There is a dramatic difference between Bob Rae's values and those of Ignatieff, with respect to what should drive Canada's foreign policy. This gulf has been illustrated many times during the campaign, and will be highlighted below.

Can Bob Rae give effect to Canadian values in the foreign policy he will pursue as prime minister?

Tom Armstrong, who was Ontario's Deputy Minister of Labour and of Industry during Rae's premiership, wrote an article in The Hamilton Spectator August 14, 2006 about Political Mythmaking: Ontario style. In it he said this about Rae's doggedness in trying to save jobs during that savage recession: "His personal efforts in achieving success exceeded, in dedication, intelligence and shrewd negotiating skills, anything I had previously experienced." Rae's efforts in many fields since losing the 1995 election bear out Armstrong's observation of Rae: he is a man who brings enormous practicality and gifts to bear on any problem he is involved with, a man with inclusive instincts rather than polarizing ones. This is a sharp contrast with Ignatieff, who to date in this campaign has succeeded in driving people apart more than uniting them.
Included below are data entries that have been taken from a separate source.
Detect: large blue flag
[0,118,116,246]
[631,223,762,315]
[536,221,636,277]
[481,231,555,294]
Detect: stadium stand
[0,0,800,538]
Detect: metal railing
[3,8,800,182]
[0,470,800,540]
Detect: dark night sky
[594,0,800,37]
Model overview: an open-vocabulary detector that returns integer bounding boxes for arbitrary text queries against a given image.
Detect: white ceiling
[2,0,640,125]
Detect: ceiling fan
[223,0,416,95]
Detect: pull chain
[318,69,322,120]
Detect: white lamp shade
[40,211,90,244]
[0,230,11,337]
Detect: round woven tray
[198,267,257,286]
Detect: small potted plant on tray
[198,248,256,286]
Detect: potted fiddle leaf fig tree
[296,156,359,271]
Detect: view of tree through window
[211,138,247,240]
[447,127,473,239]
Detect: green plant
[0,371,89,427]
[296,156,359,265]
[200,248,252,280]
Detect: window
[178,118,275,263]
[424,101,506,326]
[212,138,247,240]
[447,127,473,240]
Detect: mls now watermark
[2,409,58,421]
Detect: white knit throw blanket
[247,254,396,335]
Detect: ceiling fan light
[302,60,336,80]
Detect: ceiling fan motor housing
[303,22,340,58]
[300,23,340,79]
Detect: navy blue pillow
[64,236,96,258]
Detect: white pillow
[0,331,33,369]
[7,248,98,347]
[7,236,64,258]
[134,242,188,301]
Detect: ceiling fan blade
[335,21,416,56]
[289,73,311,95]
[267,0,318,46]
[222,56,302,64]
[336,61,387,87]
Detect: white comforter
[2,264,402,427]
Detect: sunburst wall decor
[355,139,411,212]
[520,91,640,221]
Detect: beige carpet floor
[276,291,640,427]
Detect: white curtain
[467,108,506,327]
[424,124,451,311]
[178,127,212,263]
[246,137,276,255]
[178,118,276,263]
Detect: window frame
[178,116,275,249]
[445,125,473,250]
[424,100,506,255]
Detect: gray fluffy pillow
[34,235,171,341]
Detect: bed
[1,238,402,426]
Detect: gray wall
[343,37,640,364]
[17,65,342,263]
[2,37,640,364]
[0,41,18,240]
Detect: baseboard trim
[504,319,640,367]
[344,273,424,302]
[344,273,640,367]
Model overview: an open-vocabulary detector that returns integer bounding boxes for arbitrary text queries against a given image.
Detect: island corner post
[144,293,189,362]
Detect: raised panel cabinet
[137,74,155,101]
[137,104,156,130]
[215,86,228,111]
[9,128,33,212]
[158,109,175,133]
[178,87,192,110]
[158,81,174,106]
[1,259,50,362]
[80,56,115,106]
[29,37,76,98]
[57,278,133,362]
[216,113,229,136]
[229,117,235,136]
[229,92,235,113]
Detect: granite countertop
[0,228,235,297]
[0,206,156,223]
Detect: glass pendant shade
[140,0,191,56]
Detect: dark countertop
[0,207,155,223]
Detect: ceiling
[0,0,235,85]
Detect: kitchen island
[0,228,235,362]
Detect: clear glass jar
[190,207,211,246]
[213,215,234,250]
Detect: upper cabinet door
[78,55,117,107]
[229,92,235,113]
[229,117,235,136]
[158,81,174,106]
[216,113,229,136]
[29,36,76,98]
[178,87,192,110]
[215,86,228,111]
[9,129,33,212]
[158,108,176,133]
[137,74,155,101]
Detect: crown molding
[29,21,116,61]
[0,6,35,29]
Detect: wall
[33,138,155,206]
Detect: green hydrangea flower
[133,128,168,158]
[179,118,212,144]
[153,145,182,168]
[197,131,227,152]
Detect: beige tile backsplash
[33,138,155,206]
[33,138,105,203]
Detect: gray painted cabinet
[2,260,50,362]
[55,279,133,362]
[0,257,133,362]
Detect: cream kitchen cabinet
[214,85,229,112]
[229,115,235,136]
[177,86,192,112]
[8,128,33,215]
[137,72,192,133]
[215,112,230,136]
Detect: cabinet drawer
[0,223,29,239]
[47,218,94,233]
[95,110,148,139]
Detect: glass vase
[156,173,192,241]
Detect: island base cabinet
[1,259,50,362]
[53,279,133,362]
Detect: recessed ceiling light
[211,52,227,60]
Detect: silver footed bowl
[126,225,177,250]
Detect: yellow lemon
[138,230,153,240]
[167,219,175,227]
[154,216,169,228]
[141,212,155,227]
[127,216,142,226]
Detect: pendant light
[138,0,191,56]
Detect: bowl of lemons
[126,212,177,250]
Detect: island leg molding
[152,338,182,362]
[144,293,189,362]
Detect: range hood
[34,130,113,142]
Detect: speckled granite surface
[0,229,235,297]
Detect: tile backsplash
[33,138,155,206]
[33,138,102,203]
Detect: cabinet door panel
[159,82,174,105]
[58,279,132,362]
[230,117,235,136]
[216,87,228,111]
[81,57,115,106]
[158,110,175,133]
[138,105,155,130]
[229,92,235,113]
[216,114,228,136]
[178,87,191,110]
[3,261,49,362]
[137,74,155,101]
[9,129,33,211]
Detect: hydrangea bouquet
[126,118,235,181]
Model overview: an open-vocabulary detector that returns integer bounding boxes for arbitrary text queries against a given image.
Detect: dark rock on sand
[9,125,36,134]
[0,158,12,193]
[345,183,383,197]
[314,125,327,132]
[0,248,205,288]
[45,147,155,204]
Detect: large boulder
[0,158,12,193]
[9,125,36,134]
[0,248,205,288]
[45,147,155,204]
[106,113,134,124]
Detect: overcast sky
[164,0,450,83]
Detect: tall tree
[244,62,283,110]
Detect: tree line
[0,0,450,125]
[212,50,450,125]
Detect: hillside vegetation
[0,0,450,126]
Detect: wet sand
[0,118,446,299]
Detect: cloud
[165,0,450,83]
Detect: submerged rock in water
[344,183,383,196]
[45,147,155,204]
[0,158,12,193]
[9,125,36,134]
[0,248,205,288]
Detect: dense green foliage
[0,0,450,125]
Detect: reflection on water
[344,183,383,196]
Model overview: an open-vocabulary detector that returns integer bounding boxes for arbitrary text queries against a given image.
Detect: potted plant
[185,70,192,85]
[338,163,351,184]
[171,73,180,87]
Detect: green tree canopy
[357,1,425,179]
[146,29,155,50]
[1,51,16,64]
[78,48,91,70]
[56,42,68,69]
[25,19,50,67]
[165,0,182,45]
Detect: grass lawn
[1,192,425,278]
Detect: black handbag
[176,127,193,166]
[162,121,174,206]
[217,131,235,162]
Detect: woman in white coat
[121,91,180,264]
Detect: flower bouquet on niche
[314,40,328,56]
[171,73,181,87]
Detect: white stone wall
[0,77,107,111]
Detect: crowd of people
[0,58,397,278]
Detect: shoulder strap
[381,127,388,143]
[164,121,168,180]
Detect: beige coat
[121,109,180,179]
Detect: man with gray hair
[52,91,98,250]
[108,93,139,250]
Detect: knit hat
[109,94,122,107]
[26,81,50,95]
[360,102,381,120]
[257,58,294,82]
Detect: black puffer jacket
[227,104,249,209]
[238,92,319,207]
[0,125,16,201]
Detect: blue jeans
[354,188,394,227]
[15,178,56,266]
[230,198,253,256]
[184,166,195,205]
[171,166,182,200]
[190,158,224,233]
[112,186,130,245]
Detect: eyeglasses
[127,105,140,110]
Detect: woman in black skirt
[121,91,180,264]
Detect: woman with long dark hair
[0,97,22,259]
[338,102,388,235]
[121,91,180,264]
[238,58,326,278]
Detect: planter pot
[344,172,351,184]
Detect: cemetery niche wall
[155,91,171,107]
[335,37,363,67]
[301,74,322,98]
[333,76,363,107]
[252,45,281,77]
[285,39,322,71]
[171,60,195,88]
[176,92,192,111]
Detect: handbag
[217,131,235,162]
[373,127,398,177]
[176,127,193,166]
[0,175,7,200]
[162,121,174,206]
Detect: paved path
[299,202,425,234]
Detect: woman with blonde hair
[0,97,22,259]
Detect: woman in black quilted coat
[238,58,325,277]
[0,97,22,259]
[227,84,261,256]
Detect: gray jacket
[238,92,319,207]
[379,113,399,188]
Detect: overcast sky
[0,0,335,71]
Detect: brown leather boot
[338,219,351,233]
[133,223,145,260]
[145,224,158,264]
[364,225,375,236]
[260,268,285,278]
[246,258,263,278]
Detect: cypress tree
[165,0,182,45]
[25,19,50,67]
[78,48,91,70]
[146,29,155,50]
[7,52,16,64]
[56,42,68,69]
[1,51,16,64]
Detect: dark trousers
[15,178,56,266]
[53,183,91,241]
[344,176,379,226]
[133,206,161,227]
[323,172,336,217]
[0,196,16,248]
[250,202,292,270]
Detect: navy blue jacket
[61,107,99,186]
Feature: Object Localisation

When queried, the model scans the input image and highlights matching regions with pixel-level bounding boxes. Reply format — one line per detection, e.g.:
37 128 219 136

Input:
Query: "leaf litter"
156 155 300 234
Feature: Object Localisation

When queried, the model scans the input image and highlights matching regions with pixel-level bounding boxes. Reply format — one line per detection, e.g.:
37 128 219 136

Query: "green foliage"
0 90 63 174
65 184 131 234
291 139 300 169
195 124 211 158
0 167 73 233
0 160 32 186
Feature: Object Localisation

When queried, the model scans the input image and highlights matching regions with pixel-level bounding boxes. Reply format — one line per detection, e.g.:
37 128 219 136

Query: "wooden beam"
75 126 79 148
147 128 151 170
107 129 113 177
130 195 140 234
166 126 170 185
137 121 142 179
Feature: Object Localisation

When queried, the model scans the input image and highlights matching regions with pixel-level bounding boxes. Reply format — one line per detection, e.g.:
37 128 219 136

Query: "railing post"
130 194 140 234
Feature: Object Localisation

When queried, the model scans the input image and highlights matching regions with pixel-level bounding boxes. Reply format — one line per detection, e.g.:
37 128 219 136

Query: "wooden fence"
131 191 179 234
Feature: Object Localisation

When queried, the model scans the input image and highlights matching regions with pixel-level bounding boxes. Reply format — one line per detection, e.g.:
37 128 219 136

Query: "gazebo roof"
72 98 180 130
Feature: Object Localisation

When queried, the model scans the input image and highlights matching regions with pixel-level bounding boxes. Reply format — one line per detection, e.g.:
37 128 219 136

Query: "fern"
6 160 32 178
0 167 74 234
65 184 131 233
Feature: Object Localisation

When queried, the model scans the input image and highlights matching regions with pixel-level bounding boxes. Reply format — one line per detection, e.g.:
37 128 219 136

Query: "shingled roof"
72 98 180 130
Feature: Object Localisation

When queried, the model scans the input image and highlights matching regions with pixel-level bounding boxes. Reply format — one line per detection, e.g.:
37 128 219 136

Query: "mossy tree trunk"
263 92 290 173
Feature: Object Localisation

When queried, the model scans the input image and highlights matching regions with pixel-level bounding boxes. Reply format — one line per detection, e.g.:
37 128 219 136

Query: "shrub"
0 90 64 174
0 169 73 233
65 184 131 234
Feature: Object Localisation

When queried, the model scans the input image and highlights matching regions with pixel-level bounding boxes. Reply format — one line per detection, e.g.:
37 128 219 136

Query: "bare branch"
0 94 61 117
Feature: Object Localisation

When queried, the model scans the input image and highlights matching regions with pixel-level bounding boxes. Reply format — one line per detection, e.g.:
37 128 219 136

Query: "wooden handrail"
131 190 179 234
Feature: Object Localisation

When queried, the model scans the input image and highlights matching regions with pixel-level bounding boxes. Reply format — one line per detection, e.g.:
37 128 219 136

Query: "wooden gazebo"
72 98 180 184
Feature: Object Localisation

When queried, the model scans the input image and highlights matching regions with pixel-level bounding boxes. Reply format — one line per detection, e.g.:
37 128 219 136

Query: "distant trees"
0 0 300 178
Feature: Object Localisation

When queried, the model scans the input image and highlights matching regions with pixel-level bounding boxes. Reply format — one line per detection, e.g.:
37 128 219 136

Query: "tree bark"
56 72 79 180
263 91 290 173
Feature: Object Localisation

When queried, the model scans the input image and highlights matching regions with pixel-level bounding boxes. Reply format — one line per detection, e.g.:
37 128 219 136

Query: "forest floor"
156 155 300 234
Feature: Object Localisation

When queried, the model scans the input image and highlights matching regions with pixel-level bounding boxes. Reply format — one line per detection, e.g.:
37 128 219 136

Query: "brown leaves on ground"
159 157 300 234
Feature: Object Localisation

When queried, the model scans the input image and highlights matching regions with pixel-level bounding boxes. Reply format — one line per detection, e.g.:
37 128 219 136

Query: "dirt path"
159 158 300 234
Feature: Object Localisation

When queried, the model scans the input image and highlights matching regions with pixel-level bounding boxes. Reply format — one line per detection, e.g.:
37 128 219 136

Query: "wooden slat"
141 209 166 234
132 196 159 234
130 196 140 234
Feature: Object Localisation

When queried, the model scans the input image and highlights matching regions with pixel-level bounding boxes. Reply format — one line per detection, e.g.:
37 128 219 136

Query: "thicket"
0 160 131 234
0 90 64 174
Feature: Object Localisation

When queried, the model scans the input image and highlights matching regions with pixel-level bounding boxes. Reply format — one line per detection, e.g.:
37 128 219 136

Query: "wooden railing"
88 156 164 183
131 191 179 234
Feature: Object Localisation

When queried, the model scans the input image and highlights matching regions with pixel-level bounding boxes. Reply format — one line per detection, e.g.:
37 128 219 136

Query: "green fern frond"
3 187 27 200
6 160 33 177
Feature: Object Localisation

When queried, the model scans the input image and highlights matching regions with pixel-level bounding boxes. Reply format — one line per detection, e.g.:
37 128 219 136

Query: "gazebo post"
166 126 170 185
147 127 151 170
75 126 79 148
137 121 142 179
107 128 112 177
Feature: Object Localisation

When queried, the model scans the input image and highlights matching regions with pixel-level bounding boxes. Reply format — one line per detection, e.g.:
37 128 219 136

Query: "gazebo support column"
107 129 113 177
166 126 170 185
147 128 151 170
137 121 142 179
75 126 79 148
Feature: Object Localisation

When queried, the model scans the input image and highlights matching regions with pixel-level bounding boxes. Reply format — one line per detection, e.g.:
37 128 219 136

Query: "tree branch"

The question facing Liberals is this: What is the Liberal voice in foreign affairs? What values should underpin any foreign policies of the Liberal Party?

There seems to be a clear choice between the values of the Liberal Party of the past (which Rae shares), and the pre-emptive war and American imperialism supporting underpinnings of Ignatieff.


Bob Rae in the Munk Speech was very clear: "We have no imperial ambitions, nor should we see ourselves as anyone else's foot soldiers in imperial adventures." Because Canada is not a neutral country but is "engaged in the world", Rae cautioned against the loss of our values as Canadians when fighting the terror onslaught: "We have also learned that in fighting that enemy we must not lose our way or our values." He went on to say that Canadians are a people of principle, but not a people of ideology: "We are pragmatic, not dogmatic."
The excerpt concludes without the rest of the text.